3: LIFE IS BEAUTIFUL:

life-is-beautifulIt’s not often that you would say that a movie about the Holocaust is heartwarming and poignant at the same time, but that’s what Life Is Beautiful is all about.  The Holocaust is a hard subject to talk about or watch, and don’t get me wrong, this movie doesn’t shy away from those moments at all. I have seen countless tales and this one is by far my favorite.  The story shows you  how a family deals with their time in a concentration camp.  Roberto Benigni plays Guido a Jewish Librarian.  A man who is happy and full of life.  He manages to meet the girl of his dreams, settle down and have a son.  However, when it is discovered that he is Jewish, his family is arrested and taken off to a concentration camp.  His son and wife terrified.  However, Guido has a plan to keep his son from fearing the worst, he decides to make him laugh with games and humor inside a concentration camp.   The ending is of course tragic, but it also ends with hope and that’s hard to say about most movies dealing with the Holocaust.  Benigni’s act of putting his safety first and keeping his son laughing is the most selfless act a father can do for his son.  He was brilliant and won best actor the year this movie came out.  A masterpiece that I had to own it.

 

2:  BRAVEHEART:

braveheart Many years ago, I was looking for something to read, not just anything, but something with a history theme.  I went to the library and found this awesome book about the history of the English Monarchy.
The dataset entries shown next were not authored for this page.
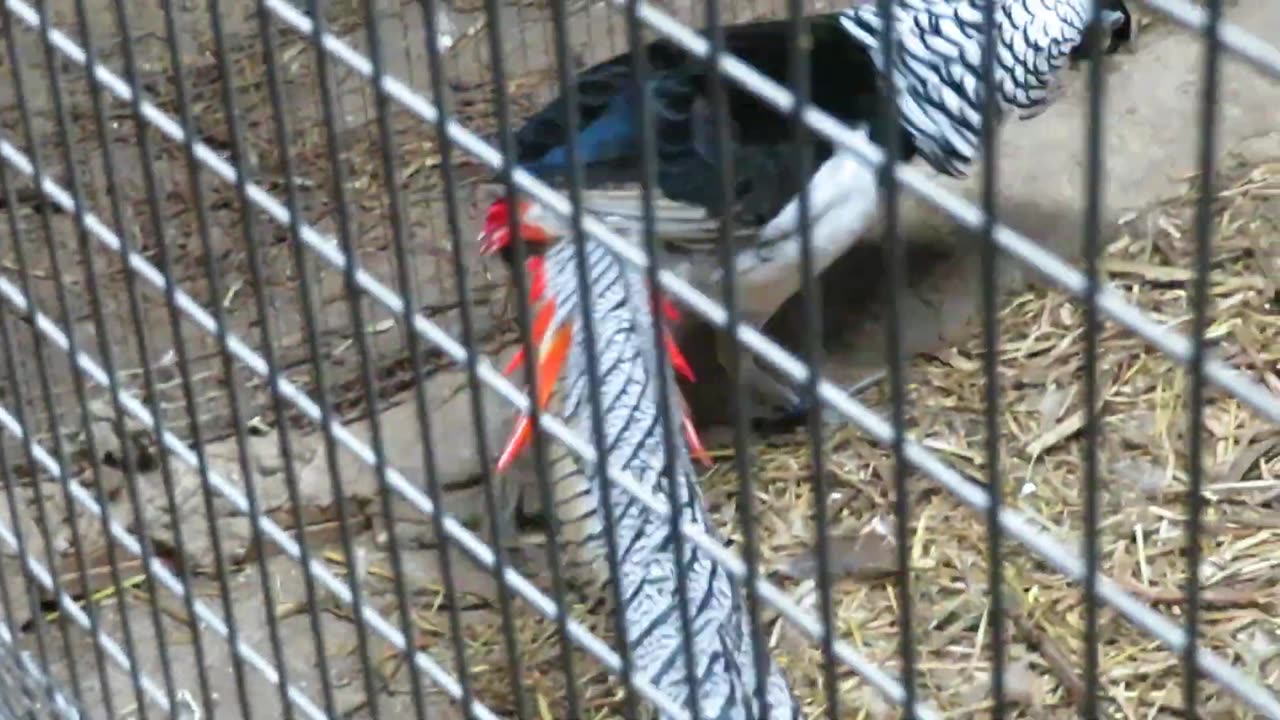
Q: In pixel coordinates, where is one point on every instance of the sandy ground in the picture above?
(1151, 142)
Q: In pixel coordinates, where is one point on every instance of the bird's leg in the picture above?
(773, 397)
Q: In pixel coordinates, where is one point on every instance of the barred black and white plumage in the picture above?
(648, 565)
(937, 65)
(937, 80)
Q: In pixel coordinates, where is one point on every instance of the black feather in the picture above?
(844, 82)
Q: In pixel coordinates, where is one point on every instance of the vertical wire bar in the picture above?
(739, 406)
(109, 361)
(39, 352)
(799, 42)
(10, 482)
(506, 137)
(165, 264)
(1092, 329)
(106, 354)
(461, 273)
(78, 382)
(895, 259)
(7, 605)
(305, 297)
(991, 363)
(41, 511)
(257, 276)
(595, 390)
(7, 473)
(1200, 324)
(666, 386)
(319, 28)
(396, 214)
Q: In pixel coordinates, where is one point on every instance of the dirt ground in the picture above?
(1150, 149)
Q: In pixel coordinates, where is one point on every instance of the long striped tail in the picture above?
(725, 682)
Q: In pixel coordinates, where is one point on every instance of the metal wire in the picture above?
(360, 285)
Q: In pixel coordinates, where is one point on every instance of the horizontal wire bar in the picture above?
(1013, 242)
(68, 604)
(467, 541)
(1249, 48)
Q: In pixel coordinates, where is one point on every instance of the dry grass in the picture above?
(1142, 460)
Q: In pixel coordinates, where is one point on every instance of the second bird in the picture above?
(938, 95)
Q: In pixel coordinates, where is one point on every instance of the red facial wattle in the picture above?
(497, 227)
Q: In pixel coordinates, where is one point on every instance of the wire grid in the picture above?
(193, 393)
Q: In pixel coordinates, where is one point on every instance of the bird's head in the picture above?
(1114, 31)
(535, 224)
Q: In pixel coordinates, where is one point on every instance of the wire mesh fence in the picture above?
(252, 399)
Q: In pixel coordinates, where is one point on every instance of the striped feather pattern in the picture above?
(937, 64)
(648, 564)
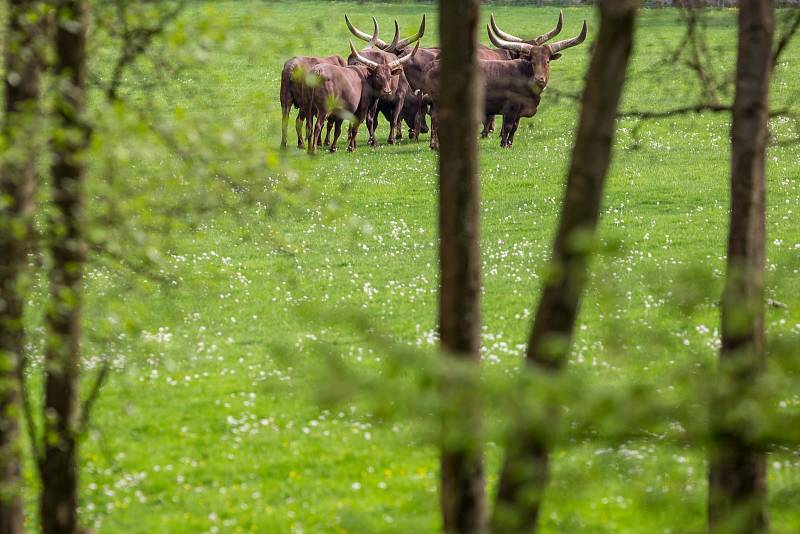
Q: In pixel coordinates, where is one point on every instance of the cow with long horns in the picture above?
(512, 88)
(347, 92)
(413, 71)
(293, 79)
(394, 106)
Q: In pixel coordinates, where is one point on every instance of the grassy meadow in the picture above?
(211, 420)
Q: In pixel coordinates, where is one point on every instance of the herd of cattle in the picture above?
(401, 83)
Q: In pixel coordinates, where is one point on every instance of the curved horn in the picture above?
(414, 38)
(397, 62)
(508, 45)
(361, 59)
(500, 33)
(363, 35)
(552, 33)
(393, 45)
(568, 43)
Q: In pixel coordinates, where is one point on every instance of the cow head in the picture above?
(383, 77)
(540, 55)
(397, 44)
(535, 41)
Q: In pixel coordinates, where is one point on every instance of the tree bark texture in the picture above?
(17, 187)
(526, 467)
(737, 463)
(59, 498)
(462, 472)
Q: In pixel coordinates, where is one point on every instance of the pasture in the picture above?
(211, 421)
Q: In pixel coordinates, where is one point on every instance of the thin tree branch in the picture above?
(91, 399)
(784, 40)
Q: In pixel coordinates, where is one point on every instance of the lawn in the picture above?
(211, 420)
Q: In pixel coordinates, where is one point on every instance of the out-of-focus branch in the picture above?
(786, 37)
(135, 42)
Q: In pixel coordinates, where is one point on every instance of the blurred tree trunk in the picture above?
(462, 471)
(525, 471)
(737, 473)
(59, 466)
(17, 188)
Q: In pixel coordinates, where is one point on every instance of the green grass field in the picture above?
(210, 422)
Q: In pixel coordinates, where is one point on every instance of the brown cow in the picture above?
(512, 88)
(484, 52)
(293, 78)
(346, 93)
(397, 102)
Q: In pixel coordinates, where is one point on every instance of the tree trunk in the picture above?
(525, 470)
(737, 472)
(462, 472)
(59, 467)
(17, 186)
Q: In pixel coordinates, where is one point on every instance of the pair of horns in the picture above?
(501, 39)
(371, 64)
(396, 43)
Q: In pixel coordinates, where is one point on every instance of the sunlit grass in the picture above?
(210, 423)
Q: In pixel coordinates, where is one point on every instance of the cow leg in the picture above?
(351, 139)
(505, 131)
(372, 123)
(317, 135)
(328, 132)
(513, 131)
(434, 130)
(394, 122)
(284, 125)
(298, 126)
(487, 126)
(336, 133)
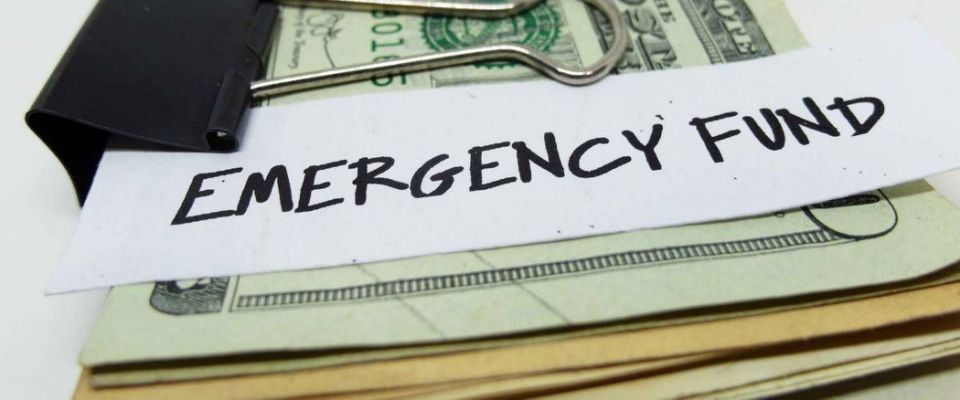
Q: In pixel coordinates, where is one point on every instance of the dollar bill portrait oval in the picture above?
(537, 28)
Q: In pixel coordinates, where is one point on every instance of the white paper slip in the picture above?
(394, 175)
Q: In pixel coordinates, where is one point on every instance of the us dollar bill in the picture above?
(851, 242)
(663, 34)
(874, 238)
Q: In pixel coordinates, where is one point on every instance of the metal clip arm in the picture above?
(513, 52)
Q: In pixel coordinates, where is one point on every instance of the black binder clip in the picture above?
(182, 73)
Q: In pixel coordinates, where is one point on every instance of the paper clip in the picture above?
(183, 73)
(513, 52)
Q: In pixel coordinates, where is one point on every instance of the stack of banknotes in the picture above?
(752, 307)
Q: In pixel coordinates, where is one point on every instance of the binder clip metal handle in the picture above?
(183, 73)
(519, 53)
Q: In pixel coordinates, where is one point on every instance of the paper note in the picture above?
(376, 177)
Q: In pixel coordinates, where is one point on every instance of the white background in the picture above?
(40, 337)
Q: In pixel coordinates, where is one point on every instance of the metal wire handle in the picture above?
(513, 52)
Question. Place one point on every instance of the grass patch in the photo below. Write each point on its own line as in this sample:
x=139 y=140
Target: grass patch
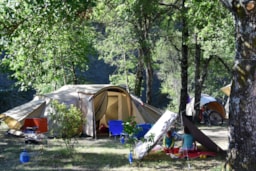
x=102 y=154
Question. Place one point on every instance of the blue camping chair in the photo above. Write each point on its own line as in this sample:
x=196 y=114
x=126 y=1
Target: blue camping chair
x=115 y=127
x=143 y=129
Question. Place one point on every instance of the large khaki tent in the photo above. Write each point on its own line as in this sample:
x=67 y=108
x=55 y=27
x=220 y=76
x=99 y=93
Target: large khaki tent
x=99 y=104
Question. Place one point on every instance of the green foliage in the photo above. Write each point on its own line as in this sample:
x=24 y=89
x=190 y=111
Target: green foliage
x=130 y=127
x=67 y=123
x=46 y=41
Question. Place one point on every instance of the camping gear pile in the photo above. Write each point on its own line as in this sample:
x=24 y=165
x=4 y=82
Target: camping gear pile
x=217 y=111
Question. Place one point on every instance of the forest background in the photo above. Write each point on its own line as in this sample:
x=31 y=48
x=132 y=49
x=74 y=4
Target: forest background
x=150 y=47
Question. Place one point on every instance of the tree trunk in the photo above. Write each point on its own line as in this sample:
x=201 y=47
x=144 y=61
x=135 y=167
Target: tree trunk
x=139 y=75
x=184 y=65
x=198 y=80
x=149 y=79
x=242 y=121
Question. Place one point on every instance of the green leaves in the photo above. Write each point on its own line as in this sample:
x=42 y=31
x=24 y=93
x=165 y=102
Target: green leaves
x=46 y=41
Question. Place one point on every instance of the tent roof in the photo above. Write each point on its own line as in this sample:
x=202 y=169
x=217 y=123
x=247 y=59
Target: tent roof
x=20 y=112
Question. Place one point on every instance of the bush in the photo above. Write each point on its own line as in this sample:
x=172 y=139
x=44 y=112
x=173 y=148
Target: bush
x=67 y=121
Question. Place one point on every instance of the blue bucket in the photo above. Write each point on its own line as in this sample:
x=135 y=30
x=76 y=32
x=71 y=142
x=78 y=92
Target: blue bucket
x=24 y=157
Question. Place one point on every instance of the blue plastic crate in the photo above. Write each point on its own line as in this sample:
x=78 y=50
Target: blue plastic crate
x=144 y=128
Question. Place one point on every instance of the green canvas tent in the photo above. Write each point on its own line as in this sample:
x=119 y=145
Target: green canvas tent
x=98 y=102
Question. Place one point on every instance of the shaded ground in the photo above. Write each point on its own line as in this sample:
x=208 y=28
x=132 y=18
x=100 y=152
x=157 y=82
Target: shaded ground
x=102 y=154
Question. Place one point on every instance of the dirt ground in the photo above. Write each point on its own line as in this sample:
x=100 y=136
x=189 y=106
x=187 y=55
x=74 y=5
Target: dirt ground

While reading the history of Edward of Longshanks, I came upon the war with the Scots.  The story starts with the  rebellion of a man named William Wallace.  I was confused, I was expecting Robert The Bruce to be the head of the rebellion(Which he was, later) I had no idea who this Wallace guy was.  I’d never heard of him and couldn’t understand why.  I searched for more on him and couldn’t find anything important.  Then one day I am watching television and this trailer for this Mel Gibson movie came on.  I watched it,  intrigued.  This was about the man I was reading about.   When Braveheart came out, I was the first in line to see this epic masterpiece.  Oh and it is a masterpiece.  Sure Hollywood took liberties with the movie, but it still is an epic tale, of love, revenge, betrayal and “Freedom!”  There are many wonderful moments within the movie and the cast of characters that Wallace leads are colorful and vibrant.  My Favorite is Stephen, played by David O’Hara, (Also in The Departed.) the Irishman, who comes to fight and to die for Wallace, because as he says “Ireland is mine.”

1: THE GODFATHER:

the-godfather I almost made Braveheart the number one, but the more I thought about it  the more I realize that the Godfather is true cinema.  It’s as if you’re watching a Greek tragedy, or as Francis Ford Coppola put it, a tragic Italian Opera.  The Italian Opera is an important theme in the end of all three of Coppola’s Godfather movies.  Brando is at his best.  Pacino arrives and takes over the screen.  Caan, plays a wild older brother ready to take down his rivals at any cost.  Robert Duvall, the often overlooked adopted son, who gives legal council is the cooler head and underplayed beautifully.  It’s a movie that will live on forever in the annals of cinema.  It came out over forty years ago and I think forty years from now movie goers will still be watching it.  A movie that will never go away from my mind. It is the number one movie on my list of all time.